Whose Psychological Safety?

by John Sautelle

The most effective teams are psychologically safe. Could supporting individuals overcome their own fearful stories take team performance to the next level? Read on …

When researchers in Google’s People Operations set out to establish what made Google teams effective, the results came as a surprise. Of five key dynamics identified, the most important was psychological safety. 

Organizational behavioural scientist Amy Edmondson defines psychological safety as “a belief that one will not be punished or humiliated for speaking up with ideas, questions, concerns or mistakes.” She points out, no-one wants to look ignorant, incompetent, intrusive or negative, and many of us manage those “interpersonal risks” by holding back and not speaking out.

The Google researchers found that individuals on teams with higher psychological safety are:

  • less likely to leave Google

  • more likely to harness the power of diverse ideas from their teammates

  • bring in more revenue

  • are rated as effective twice as often by executives

It is not surprising Google has been pro-actively taking steps to provide tools to create higher levels of psychological safety within the teams. 

Separately, in a four-year study of world class teams from diverse organisations, including internet retailer Zappos, comedy troupe Upright Citizens Brigade, the U.S. Navy’s SEAL Team Six, IDEO, and the San Antonio Spurs, Dan Coyle found that psychological safety, alongside vulnerability and clear shared purpose, came through as the most important factors for success.
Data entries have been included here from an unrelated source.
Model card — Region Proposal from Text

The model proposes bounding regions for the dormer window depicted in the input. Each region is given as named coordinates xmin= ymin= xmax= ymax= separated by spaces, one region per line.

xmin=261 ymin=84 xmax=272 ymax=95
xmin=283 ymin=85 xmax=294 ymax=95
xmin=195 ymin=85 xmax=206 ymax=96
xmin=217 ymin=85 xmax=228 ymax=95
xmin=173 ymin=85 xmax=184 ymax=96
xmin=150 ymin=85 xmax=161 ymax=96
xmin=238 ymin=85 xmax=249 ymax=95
You can read more about that in his book “The Culture Code: The Secret of Highly Successful Groups”.

In parallel with team interventions, I have been exploring how to better support individual team members create more psychological safety for themselves, regardless of the team dynamics. One key is understanding where the “interpersonal risk” really comes from. Essentially, the risk arises from our own overprotective stories, often operating outside our conscious awareness. 

We make sense of ourselves, other people and the world we live in through our stories. We inherit and adopt many of our most impactful stories; from our families, people who care for us, teach and discipline us; stories from the culture and environment we grow up in, from fairy tales, myths, movies, books and social media. These stories create survival responses in our brain and body, moving us towards things that sustain life, or away from or against perceived threats, including threats to our sense of identity.

As humans we have a strong survival need to be perceived positively by important people in our lives to ensure we remain connected to them. To achieve this, early in life, we internalise powerful stories that shape our sense of self. ‘You are such a good little boy, so polite and so well behaved; You are a selfish little girl; You are hopeless, just like your father; You are a brave little man; You are pathetic; You are so smart; You are so dumb.’ 

Stories like these, central to our sense of self, often drive related fear-based stories about our social identity, ie how others will perceive us. Stories like: If I ask for clarification, people will think I am stupid. If I admit I have made a mistake, my colleagues will always think I am incompetent, and no-one will ever trust me. If I speak out against this, I will be seen as a trouble maker, not a team player, and I will inevitably be sidelined. If I disclose how I am really feeling, I will forever be seen as weak, overly-emotional and not up to the job. 

While these stories were created to protect us against the risk of disconnection they over-exaggerate and generalise the risks with words like always, inevitably, nobody and everybody. At worst they are misguided and over-protective, causing us to jump at shadows, creating unnecessary fears and anxieties, making it very difficult for psychological safety to be created in interactions at work.

The good news is we can change these stories. Here are some steps, using the example of not speaking out when it would be helpful to do so:

  • Start noticing where and when you hold back from saying what you really think.

  • In that moment pay attention to any fear-based sensations arising in your body. Ask yourself “What stories are creating these fears?”

  • Write the stories down – and look for the words that over-exaggerate the risk; for example: “If I speak out against this, everyone will think I am a troublemaker.”

  • Rewrite the story, for example: “If I speak out against this and some people are threatened by my view I can cope with that.”

  • Activate the new story by testing it when the stakes are not too high.

  • Keep testing the new story to build confidence in it.

By changing our over-protective stories, we are freed to be creative and contribute in our teams without fear.